ReGex drives me nuts. Subtitled "Replacing a misspelling in the middle of multiple unique strings"

Hello everyone,

I have a ReGex, and, I think, a Tidyverse question.

I need to correct the spelling of "Missouri" in multiple unique strings. My goal is to keep the text surrounding the misspelling but replace only the misspelling ("old misosuri bank" to "old missouri bank").

Where I'm coming up short is how to accomplish this when the misspelling is flanked by differing strings without resorting to writing a specific gsub() for each unique string. See "#specific gsub of a type that I'd like to avoid using#" in the code chunk.

There has to be a way to use ReGex and Tidyverse to tell Rstudio, "Look for this misspelling in the Name variable regardless of where it occurs within a string and the identity of strings/characters flanking the misspelling. Then, replace only the misspelling while leaving the flanking strings/characters intact.", but I'll be darned if I can figure it out. (Will someone please tell the ReGex demons to stop that infernal cackling?)

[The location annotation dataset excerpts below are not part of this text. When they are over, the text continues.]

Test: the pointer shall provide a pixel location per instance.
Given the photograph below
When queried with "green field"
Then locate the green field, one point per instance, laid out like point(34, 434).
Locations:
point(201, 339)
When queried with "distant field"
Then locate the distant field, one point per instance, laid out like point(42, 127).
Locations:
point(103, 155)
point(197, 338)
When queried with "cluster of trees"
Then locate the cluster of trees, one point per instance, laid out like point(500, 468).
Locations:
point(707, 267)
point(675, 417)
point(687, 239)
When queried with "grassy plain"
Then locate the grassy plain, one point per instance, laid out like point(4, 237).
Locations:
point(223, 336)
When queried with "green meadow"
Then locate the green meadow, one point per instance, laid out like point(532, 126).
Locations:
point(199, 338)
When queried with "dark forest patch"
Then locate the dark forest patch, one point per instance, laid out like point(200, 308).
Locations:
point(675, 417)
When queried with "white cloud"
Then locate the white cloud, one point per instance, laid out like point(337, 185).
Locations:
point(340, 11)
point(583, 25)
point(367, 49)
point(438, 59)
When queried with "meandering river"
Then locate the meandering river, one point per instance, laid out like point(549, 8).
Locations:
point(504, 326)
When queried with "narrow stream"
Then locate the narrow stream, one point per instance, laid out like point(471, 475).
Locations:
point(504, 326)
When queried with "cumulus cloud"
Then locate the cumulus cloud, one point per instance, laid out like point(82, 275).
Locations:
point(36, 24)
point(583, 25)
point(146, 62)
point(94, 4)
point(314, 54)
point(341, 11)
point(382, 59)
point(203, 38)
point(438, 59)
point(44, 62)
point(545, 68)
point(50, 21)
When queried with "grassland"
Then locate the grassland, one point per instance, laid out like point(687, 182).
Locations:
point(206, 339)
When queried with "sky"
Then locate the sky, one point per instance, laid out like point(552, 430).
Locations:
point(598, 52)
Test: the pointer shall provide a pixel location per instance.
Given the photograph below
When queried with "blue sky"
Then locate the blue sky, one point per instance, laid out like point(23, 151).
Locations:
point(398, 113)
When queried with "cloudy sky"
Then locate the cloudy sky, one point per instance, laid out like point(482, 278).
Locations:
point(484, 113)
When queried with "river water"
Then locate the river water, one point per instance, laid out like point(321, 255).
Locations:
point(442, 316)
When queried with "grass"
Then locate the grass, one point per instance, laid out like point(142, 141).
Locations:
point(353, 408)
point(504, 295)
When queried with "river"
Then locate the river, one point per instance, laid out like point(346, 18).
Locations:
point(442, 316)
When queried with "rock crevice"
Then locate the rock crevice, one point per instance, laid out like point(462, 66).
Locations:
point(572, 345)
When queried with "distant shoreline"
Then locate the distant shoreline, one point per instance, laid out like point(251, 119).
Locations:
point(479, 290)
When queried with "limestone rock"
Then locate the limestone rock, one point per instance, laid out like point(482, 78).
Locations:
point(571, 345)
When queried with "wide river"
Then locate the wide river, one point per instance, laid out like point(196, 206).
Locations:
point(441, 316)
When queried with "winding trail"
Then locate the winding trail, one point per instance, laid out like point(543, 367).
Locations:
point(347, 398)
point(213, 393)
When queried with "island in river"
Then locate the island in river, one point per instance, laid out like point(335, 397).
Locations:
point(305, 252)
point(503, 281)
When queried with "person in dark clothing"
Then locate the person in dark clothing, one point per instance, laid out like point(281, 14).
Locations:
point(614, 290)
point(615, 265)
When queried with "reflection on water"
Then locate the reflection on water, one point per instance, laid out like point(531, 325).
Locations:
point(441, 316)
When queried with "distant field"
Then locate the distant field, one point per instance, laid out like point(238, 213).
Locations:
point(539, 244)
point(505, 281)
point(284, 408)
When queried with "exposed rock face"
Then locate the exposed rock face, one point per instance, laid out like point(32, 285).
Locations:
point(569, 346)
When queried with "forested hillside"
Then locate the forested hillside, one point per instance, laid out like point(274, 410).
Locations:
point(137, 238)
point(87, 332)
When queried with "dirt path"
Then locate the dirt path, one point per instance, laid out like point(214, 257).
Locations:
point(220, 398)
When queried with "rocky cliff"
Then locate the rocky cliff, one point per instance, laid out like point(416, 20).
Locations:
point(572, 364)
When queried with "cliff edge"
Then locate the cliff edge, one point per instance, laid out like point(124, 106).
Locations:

I'd appreciate any suggestions you might have.

Thanks is advance.

Linda

#incorrect spellings
incorrect_MO_spell  <- c("old misosuri bank", "old misosuri bank", 
"southwest misosuri bank", "security bank of southwest misosuri",
"regional misosuri bank","old misosuri bank",
"first national bank of nevada misosuri","farmers state bank of northern misosuri", 
"missouri is spelled correctly")
  incorrect_MO_spell <- as_tibble(incorrect_MO_spell)
      colnames(incorrect_MO_spell) = c("Name")

#specific gsub of a type that I'd like to avoid using#
  incorrect_MO_spell$value <-
    gsub("old misosuri bank",
         "old missouri bank",incorrect_MO_spell$value)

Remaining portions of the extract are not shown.